Comparing dynamic causal models of neurovascular coupling with fMRI and EEG/MEG

• Published in: NeuroImage (Orlando, Fla.) Vol. 216; p. 116734
• Main Authors: Jafarian, Amirhossein, Litvak, Vladimir, Cagnan, Hayriye, Friston, Karl J., Zeidman, Peter
• Format: Journal Article
• Language: English
• Published: United States Elsevier Inc 01.08.2020; Elsevier Limited; Academic Press; Elsevier
• Subjects: Adult; Auditory Perception - physiology; Bayes Theorem; Bayesian analysis; Bayesian model comparison; Brain; Brain mapping; Dynamic causal modelling; EEG; Electroencephalography; Electroencephalography - methods; Functional magnetic resonance imaging; Functional Neuroimaging - methods; Hemodynamics; Humans; Hypothesis testing; Magnetic Resonance Imaging - methods; Magnetoencephalography - methods; Male; Mathematical models; Medical imaging; Models, Theoretical; Multimodal; Multimodal Imaging - methods; Neural mass models; Neuroimaging; Neurovascular coupling; Neurovascular Coupling - physiology; Population; Signal Processing, Computer-Assisted; Studies; Neural mass models; Multimodal; Bayesian model comparison; Dynamic causal modelling; Neurovascular coupling
• ISSN: 1053-8119; 1095-9572
• DOI: 10.1016/j.neuroimage.2020.116734

This technical note presents a dynamic causal modelling (DCM) procedure for evaluating different models of neurovascular coupling in the human brain – using combined electromagnetic (M/EEG) and functional magnetic resonance imaging (fMRI) data.

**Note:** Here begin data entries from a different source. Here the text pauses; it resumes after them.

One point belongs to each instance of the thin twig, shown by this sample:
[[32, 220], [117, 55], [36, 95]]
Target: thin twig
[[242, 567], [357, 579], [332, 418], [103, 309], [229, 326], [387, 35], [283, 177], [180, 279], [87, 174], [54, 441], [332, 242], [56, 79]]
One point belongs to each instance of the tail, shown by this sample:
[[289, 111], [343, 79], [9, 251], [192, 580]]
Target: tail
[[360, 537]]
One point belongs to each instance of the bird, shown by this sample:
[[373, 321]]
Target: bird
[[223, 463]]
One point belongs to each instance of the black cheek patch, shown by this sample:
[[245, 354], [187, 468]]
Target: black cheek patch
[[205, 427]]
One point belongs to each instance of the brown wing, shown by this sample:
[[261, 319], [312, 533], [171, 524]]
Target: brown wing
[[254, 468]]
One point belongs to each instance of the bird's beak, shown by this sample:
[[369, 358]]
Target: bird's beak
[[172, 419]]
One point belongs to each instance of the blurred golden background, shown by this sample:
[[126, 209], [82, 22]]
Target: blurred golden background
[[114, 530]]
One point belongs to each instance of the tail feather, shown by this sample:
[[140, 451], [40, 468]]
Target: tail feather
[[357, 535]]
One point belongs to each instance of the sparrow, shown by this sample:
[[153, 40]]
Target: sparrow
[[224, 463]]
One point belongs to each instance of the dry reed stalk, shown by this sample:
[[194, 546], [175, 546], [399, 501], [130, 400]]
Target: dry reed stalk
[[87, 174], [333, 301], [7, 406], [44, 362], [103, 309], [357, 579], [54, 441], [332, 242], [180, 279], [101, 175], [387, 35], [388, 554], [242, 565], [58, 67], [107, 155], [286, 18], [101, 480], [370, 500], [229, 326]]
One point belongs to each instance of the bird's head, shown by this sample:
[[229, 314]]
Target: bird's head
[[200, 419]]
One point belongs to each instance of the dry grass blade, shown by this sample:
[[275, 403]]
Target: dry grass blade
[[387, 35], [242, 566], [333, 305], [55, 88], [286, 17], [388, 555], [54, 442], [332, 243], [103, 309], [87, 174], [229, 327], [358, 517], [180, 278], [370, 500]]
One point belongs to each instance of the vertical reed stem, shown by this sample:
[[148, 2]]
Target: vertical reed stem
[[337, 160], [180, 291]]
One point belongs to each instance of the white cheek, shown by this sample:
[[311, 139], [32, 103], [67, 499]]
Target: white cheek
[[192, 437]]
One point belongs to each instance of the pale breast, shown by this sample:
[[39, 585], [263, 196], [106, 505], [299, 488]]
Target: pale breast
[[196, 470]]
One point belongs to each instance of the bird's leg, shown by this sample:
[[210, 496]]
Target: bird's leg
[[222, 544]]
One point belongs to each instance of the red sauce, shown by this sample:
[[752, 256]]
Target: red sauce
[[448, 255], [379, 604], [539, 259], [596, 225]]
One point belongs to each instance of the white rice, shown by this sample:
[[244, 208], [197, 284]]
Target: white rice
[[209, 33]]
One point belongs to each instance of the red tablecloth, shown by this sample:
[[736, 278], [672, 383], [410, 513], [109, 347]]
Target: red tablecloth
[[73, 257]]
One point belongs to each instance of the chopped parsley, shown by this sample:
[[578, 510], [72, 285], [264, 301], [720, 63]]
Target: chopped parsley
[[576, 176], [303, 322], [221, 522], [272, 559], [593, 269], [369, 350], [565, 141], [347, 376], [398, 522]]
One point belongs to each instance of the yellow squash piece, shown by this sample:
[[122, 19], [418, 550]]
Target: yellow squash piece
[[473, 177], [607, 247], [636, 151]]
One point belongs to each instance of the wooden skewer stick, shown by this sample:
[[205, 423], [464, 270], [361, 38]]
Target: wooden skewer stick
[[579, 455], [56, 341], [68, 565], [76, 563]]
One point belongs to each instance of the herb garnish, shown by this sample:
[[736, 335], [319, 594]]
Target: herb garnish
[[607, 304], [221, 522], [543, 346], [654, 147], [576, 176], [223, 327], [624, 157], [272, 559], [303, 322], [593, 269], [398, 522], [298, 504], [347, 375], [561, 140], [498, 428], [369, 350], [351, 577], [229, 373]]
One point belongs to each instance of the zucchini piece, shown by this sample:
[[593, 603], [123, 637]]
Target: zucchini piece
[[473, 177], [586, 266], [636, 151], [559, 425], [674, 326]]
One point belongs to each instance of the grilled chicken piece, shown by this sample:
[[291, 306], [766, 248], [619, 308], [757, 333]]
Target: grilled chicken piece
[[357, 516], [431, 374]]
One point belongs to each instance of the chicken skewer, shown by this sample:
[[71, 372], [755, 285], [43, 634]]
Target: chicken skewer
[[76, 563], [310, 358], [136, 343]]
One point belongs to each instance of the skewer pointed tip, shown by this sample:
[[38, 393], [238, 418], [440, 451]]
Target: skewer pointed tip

This procedure compares the evidence for biologically informed models of neurovascular coupling using Bayesian model comparison. First, fMRI data are used to localise regionally specific neuronal responses. The coordinates of these responses are then used as the location priors in a DCM of electrophysiological responses elicited by the same paradigm. The ensuing estimates of model parameters are then used to generate neuronal drive functions, which model pre- or post-synaptic activity for each experimental condition. These functions form the input to a model of neurovascular coupling, whose parameters are estimated from the fMRI data. Crucially, this enables one to evaluate different models of neurovascular coupling, using Bayesian model comparison – asking, for example, whether instantaneous or delayed, pre- or post-synaptic signals mediate haemodynamic responses. We provide an illustrative application of the procedure using a single-subject auditory fMRI and MEG dataset. The code and exemplar data accompanying this technical note are available through the statistical parametric mapping (SPM) software. •A method is introduced for Bayesian fusion of M/EEG and BOLD fMRI data using dynamic causal modelling.•The key novel contribution is the introduction of neural drive functions, which link models of the two modalities.•Bayesian model comparison is used to select plausible hypotheses about the function of neurovascular coupling.